In un’intervista a Mariapia Veladiano, scrittrice e dirigente scolastica, apparsa su ‘Il Regno’ curata da Sarah Numico (Sarah Numico, Scuola: declinare la prossimità Intervista a Mariapia Veladiano, “Il Regno Attualità” 15.05.20), vengono evidenziati alcuni aspetti del problema. Sono rilevati aspetti positivi, nel sottolineare la disponibilità delle scuole in particolare degli insegnanti ad attivarsi nell’utilizzo di strumenti nuovi per mantenere prossimità con gli alunni. Ma anche sono rilevati elementi negativi soprattutto per il fatto che in questo periodo si sono aggravate le disuguaglianze e molti pesi sono ricaduti in misura pesante sulle famiglie e sulle donne in particolare.
«Credo che mediamente ci sia stata una straordinaria capacità, da parte delle scuole, di mettere in campo in tempi rapidi degli strumenti capaci di non lasciar cadere il rapporto educativo con i ragazzi. La chiamo scuola di prossimità. Il primo e fondamentale compito della scuola è non lasciar cadere i bambini e i ragazzi, restare prossima ai luoghi in cui loro si trovano, sempre. La scuola di prossimità ha sempre forme diverse. Quella dei maestri di strada a Napoli si disseminava nei quartieri, fisicamente. Quella del tempo del coronavirus raggiunge a casa gli studenti con ogni strumento possibile. (…) in questa prima fase sono aumentate le disuguaglianze (…)
Per ora le indicazioni sono di continuare la DaD (Didattica a Distanza ndr) come se stesse andando bene per tutti, il che non è vero evidentemente. Che cosa si potrebbe fare, già ora, di meglio? Innanzi tutto pensare la scuola come un interesse di tutti e non delle singole famiglie che si devono arrangiare a trovare una soluzione. Congedi alternati per i genitori che devono seguire i bambini, è stato detto. Studiare possibilità di rientro differenziato come è stato fatto in Danimarca, ad esempio. I piccoli in piccole classi con accorgimenti opportuni: qui devono essere gli esperti a dire fin dove si può andare. Torno a pensare a piccoli gruppi seguiti, anche nella scuola a distanza, da ragazzi che si mettono a disposizione, forse ancora il servizio civile. Esplorare le possibilità. Se si fa finta di niente tutto ricadrà sulle famiglie, e in particolare sulle donne. La crisi del 2008 ha riportato moltissime donne a casa, senza lavoro e senza reddito. Un arretramento terribile».

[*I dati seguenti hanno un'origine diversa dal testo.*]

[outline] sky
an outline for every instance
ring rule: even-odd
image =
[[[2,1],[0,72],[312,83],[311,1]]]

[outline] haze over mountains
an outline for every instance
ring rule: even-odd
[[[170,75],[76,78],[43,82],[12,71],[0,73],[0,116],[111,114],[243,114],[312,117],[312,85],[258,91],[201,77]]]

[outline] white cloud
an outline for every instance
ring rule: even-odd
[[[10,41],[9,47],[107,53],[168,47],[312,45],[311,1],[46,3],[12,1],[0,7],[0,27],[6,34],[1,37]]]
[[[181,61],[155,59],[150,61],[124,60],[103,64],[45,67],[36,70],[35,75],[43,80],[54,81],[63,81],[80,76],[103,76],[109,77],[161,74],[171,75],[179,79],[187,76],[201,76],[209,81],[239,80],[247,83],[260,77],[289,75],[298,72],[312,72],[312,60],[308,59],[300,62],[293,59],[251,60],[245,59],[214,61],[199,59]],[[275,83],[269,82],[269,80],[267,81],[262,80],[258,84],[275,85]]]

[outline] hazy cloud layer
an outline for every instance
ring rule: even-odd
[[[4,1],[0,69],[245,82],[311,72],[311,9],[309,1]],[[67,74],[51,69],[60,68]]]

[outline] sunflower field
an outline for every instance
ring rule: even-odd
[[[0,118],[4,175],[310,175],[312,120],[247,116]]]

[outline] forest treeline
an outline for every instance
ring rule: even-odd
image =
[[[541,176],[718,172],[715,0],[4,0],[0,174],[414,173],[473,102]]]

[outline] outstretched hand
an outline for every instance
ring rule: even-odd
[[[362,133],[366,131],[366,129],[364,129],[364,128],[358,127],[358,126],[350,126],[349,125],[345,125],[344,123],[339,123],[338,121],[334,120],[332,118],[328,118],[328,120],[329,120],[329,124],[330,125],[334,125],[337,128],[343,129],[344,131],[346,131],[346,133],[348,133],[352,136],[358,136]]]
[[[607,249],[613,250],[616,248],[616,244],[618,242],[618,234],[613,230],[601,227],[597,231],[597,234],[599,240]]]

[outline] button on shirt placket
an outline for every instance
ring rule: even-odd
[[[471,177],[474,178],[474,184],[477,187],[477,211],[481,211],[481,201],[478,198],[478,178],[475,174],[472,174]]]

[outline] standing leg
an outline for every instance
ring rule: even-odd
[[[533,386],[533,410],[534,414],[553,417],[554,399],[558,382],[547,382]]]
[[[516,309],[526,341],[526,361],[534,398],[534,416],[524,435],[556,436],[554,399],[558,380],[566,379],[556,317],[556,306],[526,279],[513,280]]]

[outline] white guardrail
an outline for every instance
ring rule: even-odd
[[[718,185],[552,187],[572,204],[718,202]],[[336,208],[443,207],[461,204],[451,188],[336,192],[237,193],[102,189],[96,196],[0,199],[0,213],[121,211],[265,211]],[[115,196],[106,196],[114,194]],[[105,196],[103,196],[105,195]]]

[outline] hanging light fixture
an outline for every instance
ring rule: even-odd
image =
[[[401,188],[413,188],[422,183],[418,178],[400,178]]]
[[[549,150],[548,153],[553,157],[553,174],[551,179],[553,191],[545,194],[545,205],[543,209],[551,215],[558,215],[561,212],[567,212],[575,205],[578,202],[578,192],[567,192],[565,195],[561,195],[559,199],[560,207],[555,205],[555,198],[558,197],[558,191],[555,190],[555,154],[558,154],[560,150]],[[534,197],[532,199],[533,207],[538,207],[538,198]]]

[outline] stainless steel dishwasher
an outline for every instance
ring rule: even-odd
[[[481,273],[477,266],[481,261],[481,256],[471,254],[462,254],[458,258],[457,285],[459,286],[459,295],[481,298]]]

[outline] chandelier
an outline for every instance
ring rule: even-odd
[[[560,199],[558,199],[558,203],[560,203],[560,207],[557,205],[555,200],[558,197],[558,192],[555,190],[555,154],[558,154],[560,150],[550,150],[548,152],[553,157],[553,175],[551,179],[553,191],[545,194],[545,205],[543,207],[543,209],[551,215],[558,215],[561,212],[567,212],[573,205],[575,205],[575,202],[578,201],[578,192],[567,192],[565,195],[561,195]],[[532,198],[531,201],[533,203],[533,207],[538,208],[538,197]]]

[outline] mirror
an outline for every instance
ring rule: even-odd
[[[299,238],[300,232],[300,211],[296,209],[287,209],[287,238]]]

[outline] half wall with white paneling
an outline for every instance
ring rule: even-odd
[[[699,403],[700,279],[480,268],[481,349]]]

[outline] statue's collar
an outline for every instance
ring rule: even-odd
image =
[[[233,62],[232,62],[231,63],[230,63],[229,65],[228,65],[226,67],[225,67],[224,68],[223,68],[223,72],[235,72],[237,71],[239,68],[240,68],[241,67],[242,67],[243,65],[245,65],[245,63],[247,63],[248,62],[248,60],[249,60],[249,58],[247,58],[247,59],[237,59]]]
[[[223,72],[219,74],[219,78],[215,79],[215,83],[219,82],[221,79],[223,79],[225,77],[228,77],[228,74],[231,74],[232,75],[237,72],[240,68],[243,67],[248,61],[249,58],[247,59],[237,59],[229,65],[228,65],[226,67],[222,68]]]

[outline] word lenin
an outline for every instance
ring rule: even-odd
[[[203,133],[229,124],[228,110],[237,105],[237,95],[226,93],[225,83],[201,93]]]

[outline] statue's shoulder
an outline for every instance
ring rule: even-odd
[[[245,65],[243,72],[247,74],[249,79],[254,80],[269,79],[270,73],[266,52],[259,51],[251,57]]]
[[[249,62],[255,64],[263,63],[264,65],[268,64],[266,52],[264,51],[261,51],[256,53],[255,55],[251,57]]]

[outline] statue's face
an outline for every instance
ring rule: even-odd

Quali azioni si possono mettere in campo perché la scuola del futuro si rinnovi alla luce di questa esperienza?
«Abbiamo imparato qualcosa che sapevamo ma che avevamo lasciato sullo sfondo della nostra consapevolezza. Che la normalità che conosciamo è fragilissima. Vale per molti aspetti della nostra civiltà; ma, restando nel campo della scuola, abbiamo visto che le situazioni di crisi accentuano la disuguaglianza se si parte già diseguali. Per cui certo occorre più omogeneità nell’accesso alla connessione e nell’accesso agli strumenti informatici, per permettere almeno quella scuola di prossimità di cui si parlava. Poi classi molto meno numerose. In certe condizioni forse saremmo già tornati a scuola, almeno i piccoli, se le nostre classi non fossero così compresse in spazi inadeguati. Poi qualcosa che riguarda il lavoro. I contratti devono prevedere forme di flessibilità non penalizzante…”.
Coltivare la promessa significa concretamente oggi porre attenzione a chi come i bambini ha meno difese e sostegni, eppure sono loro che possono portare gioia nuova ad una società che potrà trovare futuro solo scegliendo vie di solidarietà.